PDA

View Full Version : I searched for "multithreading in unix shell scripts..."


eValuone
08-20-2009, 07:07 AM
...and didn't get any hits.

I am on a Mac Pro dual quad with 12GHz Ram.

My activity monitor shows 16 bars.

I am running a unix script (aliases nested) which processes an access log which is 10s of thousands of lines long. Part of that process compares each line to another file with thousands of comparatives in it.

When this script runs it uses only one processor in a gsed loop. It takes a long time.

If I multi thread that gsed loop...is that what is needed to spread processing across all available processors?

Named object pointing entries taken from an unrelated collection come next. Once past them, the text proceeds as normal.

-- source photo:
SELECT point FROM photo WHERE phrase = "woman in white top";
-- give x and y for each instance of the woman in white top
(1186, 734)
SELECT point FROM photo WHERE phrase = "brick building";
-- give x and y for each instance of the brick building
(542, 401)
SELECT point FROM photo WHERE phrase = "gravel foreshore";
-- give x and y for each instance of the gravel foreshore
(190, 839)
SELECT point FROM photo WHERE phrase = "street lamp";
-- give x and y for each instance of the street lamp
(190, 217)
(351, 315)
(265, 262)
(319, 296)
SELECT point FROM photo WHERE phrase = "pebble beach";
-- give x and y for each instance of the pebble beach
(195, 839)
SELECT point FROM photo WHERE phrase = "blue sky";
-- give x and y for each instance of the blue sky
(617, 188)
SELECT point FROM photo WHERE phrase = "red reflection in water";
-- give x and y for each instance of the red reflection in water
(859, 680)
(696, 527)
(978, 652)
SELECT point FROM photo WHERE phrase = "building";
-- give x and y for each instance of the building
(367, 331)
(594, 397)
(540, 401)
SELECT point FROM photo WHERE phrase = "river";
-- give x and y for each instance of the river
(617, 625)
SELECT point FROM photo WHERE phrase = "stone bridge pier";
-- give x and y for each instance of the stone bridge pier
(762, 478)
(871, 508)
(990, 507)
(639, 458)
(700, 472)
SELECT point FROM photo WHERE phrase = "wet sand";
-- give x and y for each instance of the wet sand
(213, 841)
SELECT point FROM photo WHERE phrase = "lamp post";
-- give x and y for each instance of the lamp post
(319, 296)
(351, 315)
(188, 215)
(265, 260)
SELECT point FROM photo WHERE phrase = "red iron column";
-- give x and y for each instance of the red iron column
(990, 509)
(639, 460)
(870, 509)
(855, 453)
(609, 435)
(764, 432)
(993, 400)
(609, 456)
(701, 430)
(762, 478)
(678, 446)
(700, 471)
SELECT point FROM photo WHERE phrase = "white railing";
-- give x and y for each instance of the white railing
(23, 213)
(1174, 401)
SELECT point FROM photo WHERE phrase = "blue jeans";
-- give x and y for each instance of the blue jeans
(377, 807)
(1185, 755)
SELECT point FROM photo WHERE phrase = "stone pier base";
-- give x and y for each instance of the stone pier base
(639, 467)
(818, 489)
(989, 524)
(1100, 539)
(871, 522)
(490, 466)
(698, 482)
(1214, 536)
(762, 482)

I am assuming that will speed things up by a factor of approximately 8 to 16 times.

Thank you,

eValuone.

EatsWithFingers
08-20-2009, 07:19 AM
If you are able to split the processing task into 8 or 16 chunks manually, then you can run each one in the background. This should result in the processes running concurrently and being assigned to separate cores. You can run a shell command in the background by adding ' &' at the end (without quotes).

eValuone
08-20-2009, 07:28 AM
Thanks!

eValuone.

SirDice
08-20-2009, 08:26 AM
I am running a unix script (aliases nested) which processes an access log which is 10s of thousands of lines long. Part of that process compares each line to another file with thousands of comparatives in it.
Don't use a shell script for that, use Perl. Perl will make minced meat of those log files in a very short time. These days you can do a lot more with Perl but it was originally written to do just that.

eValuone
08-20-2009, 03:01 PM
SirDice,

I am sure that you are correct!

Trouble is, I am likely not as qualified at Perl as you.

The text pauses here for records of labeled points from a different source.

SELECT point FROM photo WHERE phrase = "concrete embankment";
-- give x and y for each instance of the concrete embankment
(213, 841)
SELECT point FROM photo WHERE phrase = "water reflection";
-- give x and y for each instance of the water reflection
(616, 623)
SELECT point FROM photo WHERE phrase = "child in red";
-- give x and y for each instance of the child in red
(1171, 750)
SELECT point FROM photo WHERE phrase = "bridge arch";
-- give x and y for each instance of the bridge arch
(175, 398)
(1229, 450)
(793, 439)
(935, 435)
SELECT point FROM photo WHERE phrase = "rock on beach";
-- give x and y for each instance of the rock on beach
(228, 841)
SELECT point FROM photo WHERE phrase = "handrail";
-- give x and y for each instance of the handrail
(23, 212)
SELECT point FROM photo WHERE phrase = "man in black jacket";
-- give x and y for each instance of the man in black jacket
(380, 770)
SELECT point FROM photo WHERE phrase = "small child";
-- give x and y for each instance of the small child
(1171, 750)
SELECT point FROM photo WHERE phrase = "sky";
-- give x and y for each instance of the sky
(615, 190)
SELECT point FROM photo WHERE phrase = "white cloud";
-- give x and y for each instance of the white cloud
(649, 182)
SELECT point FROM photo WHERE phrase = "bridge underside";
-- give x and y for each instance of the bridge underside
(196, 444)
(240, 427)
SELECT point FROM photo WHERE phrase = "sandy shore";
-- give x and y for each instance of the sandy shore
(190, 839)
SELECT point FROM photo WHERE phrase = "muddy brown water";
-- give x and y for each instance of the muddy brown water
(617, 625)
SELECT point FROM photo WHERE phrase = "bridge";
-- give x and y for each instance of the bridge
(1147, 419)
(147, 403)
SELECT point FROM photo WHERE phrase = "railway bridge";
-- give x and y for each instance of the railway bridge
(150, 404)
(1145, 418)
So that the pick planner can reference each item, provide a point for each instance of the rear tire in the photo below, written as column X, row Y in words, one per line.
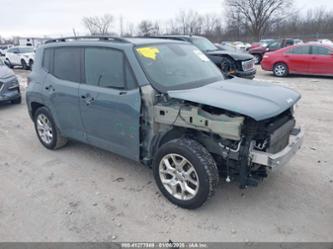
column 257, row 58
column 24, row 65
column 31, row 63
column 185, row 172
column 280, row 70
column 47, row 132
column 17, row 101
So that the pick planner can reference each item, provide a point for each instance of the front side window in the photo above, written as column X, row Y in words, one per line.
column 104, row 67
column 173, row 66
column 48, row 59
column 317, row 50
column 275, row 45
column 67, row 62
column 299, row 50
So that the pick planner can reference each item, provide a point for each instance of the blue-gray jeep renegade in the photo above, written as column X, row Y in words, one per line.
column 165, row 104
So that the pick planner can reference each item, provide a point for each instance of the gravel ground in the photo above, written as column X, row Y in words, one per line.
column 81, row 193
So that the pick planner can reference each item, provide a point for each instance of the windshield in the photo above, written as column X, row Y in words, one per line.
column 174, row 66
column 26, row 50
column 203, row 44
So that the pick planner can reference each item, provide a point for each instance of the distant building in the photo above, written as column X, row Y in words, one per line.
column 29, row 41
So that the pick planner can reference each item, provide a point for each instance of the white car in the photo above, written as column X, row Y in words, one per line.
column 20, row 56
column 3, row 49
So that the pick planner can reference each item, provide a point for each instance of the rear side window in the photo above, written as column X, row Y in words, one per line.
column 48, row 59
column 106, row 67
column 67, row 64
column 317, row 50
column 299, row 50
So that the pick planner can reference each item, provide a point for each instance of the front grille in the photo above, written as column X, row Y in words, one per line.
column 279, row 139
column 272, row 135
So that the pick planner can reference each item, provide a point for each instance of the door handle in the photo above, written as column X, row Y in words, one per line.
column 49, row 88
column 90, row 100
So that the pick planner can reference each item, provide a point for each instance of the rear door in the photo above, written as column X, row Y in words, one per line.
column 61, row 88
column 322, row 60
column 110, row 102
column 299, row 59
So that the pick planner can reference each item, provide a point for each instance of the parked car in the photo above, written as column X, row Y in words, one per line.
column 9, row 85
column 226, row 47
column 262, row 43
column 20, row 56
column 241, row 45
column 313, row 59
column 259, row 52
column 3, row 49
column 231, row 63
column 165, row 104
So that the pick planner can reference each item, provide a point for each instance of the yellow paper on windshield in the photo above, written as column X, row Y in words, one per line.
column 148, row 52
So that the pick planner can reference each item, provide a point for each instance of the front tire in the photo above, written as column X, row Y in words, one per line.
column 47, row 132
column 185, row 172
column 24, row 65
column 9, row 64
column 31, row 63
column 280, row 70
column 227, row 66
column 257, row 59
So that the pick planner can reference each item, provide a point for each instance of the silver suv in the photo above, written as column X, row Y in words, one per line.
column 165, row 104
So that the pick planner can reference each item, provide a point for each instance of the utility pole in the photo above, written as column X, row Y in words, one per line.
column 121, row 23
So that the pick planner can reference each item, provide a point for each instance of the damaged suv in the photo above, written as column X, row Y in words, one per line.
column 165, row 104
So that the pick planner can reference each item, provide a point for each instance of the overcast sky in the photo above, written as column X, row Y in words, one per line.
column 59, row 17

I have used Perl to do some recursive stuff, and some low level bit-twiddling.

I am not a programmer!

But I have been able to get Unix to do some great things for me and very quickly. What I like best is it is reliable.

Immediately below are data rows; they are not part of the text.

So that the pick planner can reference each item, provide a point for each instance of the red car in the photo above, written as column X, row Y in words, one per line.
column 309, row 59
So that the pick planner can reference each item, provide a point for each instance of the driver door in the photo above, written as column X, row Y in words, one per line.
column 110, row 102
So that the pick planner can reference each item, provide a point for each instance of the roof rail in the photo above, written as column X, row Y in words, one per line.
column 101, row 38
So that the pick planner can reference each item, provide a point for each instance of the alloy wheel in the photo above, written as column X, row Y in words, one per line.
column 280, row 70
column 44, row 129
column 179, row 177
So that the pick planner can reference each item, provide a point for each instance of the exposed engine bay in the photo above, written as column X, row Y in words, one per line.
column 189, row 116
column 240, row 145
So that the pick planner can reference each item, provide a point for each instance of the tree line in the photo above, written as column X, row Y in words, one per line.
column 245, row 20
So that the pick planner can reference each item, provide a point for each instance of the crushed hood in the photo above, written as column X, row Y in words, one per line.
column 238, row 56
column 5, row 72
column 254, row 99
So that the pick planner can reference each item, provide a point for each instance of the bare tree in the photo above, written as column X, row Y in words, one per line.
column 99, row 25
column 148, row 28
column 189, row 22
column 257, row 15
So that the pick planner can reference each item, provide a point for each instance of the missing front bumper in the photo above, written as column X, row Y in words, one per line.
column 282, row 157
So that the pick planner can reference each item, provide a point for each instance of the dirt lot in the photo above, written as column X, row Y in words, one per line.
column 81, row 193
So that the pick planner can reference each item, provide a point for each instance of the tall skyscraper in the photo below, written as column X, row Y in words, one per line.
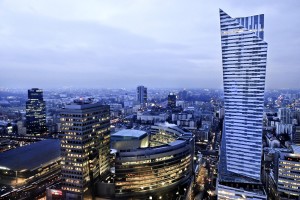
column 244, row 58
column 142, row 95
column 171, row 100
column 85, row 147
column 35, row 112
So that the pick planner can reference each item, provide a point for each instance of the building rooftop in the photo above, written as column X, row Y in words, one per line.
column 31, row 156
column 129, row 133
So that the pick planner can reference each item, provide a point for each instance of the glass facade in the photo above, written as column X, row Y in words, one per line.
column 289, row 175
column 35, row 112
column 142, row 97
column 244, row 58
column 85, row 145
column 153, row 169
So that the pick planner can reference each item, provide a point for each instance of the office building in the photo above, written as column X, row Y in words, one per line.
column 35, row 112
column 285, row 115
column 142, row 95
column 244, row 57
column 143, row 172
column 171, row 100
column 287, row 174
column 29, row 168
column 85, row 147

I am learning Perl autodidactically, over a period of years.

Here is what I did with Unix to solve my problem in an hour or so:

"Somebody's Access Log Processing Description

#
# Problem is that our access log post processing is taking too long due our assiduous resolution of unresolved hits; URLs we have resolved manually, so far, take us down to city names in about half of all unresolved hit cases.
# Our resolution files are becoming huge: URLs are base 256 and four digits! Huge number of URLs but less than 256^4 (approximately 4.3 billion).
#
# Date of document creation: 20Aug2009.
#
# Extract days for latest period for processing:
#
m2u < logfile | grep -v '[[12][0-9]/Feb' | grep -v '[[0123][0-9]/Mar' | grep -v '[[0123][0-9]/Apr' | grep -v '[[0123][0-9]/May' | grep -v '[[0123][0-9]/Jun' | grep -v '[[0123][0-9]/Jul' | grep -v '[[01][0-9]/Aug' | less > tmp.txt
#
# Split tmp.txt for multiprocessing~multithreading on dual quad Mac Pro
#
wc tmp.txt
[for example:]129870
#
# divide by 8 [for example, rounded up, 16234. Use latter for split.
#
split -16234 tmp.txt
#results of split are eight files: xaa...xah.
#
# Use al8threads command file. It is Mac txt, so we have to m2u <al8threads.txt >al8threads
#
# Content of al8threads command file looks like this:
# alxaa xaa &
# alxab xab &
# alxac xac &
# alxad xad &
# alxae xae &
# alxaf xaf &
# alxag xag &
# alxah xah &
#
# Each alias processes a logfile 'split' segment and generates a logxa?.xls file
#
# Old way takes about 10 minutes to run. This multiprocessing approach takes 1.5 minutes.
#
#To run al8threads do this:
tcsh -s <al8threads
#
# Next we concatenate all multiprocess logxa?.xls files:
#
cat logxaa.xls logxab.xls logxac.xls logxad.xls logxae.xls logxaf.xls logxag.xls logxah.xls >log.xls
#
# Just one more step before we open our file as tmp.txt in our OpenOffice first as text and then spreadsheet.
#
# Ditch all hits which are of lesser concern (examples here are -- we mark all search engine crawler hits as ZZZ, and all Yahoo slurps are marked Yahoo at their ^line (we end up with only about 10% of hits as meaningful to us):
#
m2u < log.xls | grep -v 'deBaron' | grep -v 'Prodigous' | grep -v 'ZZZ' | grep -v '[Ss]ines' | grep -v 'TPR' | grep -v '^[Yy]ahoo' | less > tmp.txt
#
# That's it! YKW - 20Aug2009.
#"

It isn't Perl elegance, but it works!

I will take a look at my Perl manuals and see if some'at is more obvious than my fumbling approach.

Thanks SirDice,

eValuone.

dmacks
08-20-2009, 03:48 PM
| grep -v '[[12][0-9]/Feb' | grep -v '[[0123][0-9]/Mar' | grep -v '[[0123][0-9]/Apr' | grep -v '[[0123][0-9]/May' | grep -v '[[0123][0-9]/Jun' | grep -v '[[0123][0-9]/Jul' | grep -v '[[01][0-9]/Aug'

Ouch! Can you combine those into a single grep (regex for list of alternatives of the months) instead of re-re-re-scanning all that data along the pipeline?

| less

Does piping everything through a pager accomplish anything functional? Every stage of a pipeline ties up a lot of buffering.

eValuone
08-20-2009, 04:16 PM
What you see is something which evolved.

What worked for Feb, seemed like a good idea to repeat for Mar, etc.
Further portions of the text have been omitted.